The training of the model comes in two parts, first we must train a model to complete sentence generation then applying this model to the decoder of a transformer. This transformer takes as input images, then classifies the images then takes the classified images as the input for the decoder, which then uses the sentence generation model and the features to create a caption. Our base goals include have a model that runs and can at least accurately classify the features of the image. We are hopeful to be able to get a model that can caption the image based on at least some combination of features in the image. Our stretch goals will be to increase the accuracy of the captioning, including properly captioning images based on the primary features of an image consistently. We anticipate the most difficult part of the model will be the decoder and basing the captions off of what is in the image in a cohesive context.

Metrics

Success in this instance is a little difficult to quantify but generally we are looking for the model to produce sensible captions.
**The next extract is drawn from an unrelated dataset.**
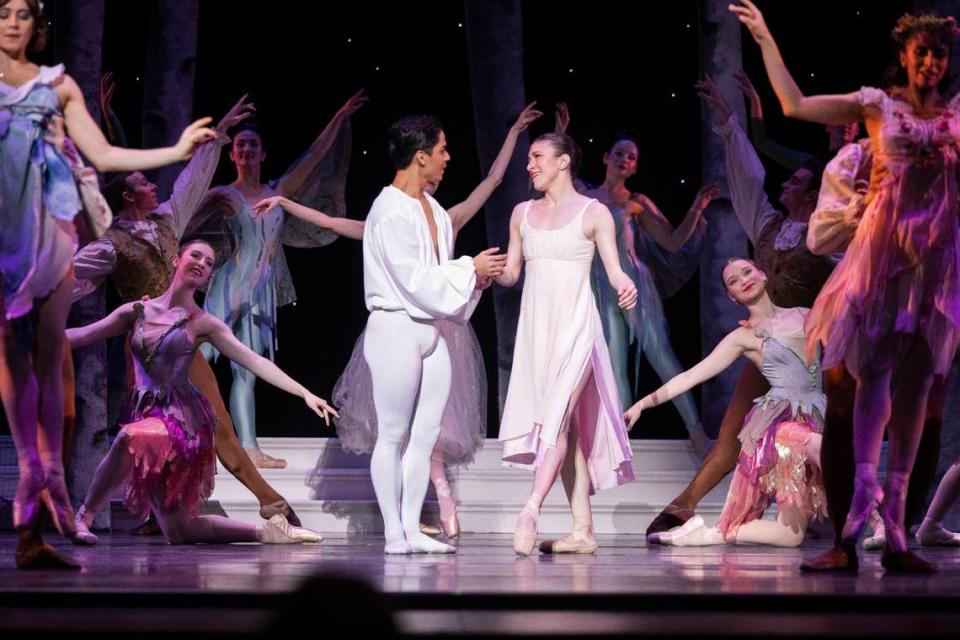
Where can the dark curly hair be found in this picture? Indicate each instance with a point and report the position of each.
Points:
(944, 31)
(40, 25)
These captions should be make sense from a grammatical sense and also correctly identify what is in the image and what is the main component of the image. As for more specific numeric metrics, we will include perplexity and accuracy. Our base goal will be a perplexity of 200 to establish basic understanding of the image and some sort of learning. Our target would 60 perplexity, and our stretch goal would be a much lower 30 perplexity.

Ethics

One relevant social issue would be making sure that no biased information enters the models images of certain people. For example, we don't want captions that unjustly label people as "criminals" or "losers" based on their skin color. Naturally, this could also be a problem for human-labelled photos, however discrepancies could be significantly worse when a computer is not being actively monitored. Unlike many datasets, the COCO dataset we will be working with was not sourced directly from the internet. Instead, those captioning images were paid for the work through Amazon's Mechanical Turk. While this doesn't absolve the labels of bias and unethical language, it does imply some greater degree of confidence than the historical biases that plague internet sourced datasets. On top of these workers, the dataset also included some "expert" labelings, coming from those with a greater proficiency and weighted more than the Mechanical Turk responses. We will be quantifying success based on Perplexity, along with subjective coherency of the sentences produced; we don't believe that this will create any type of bias in our measurement.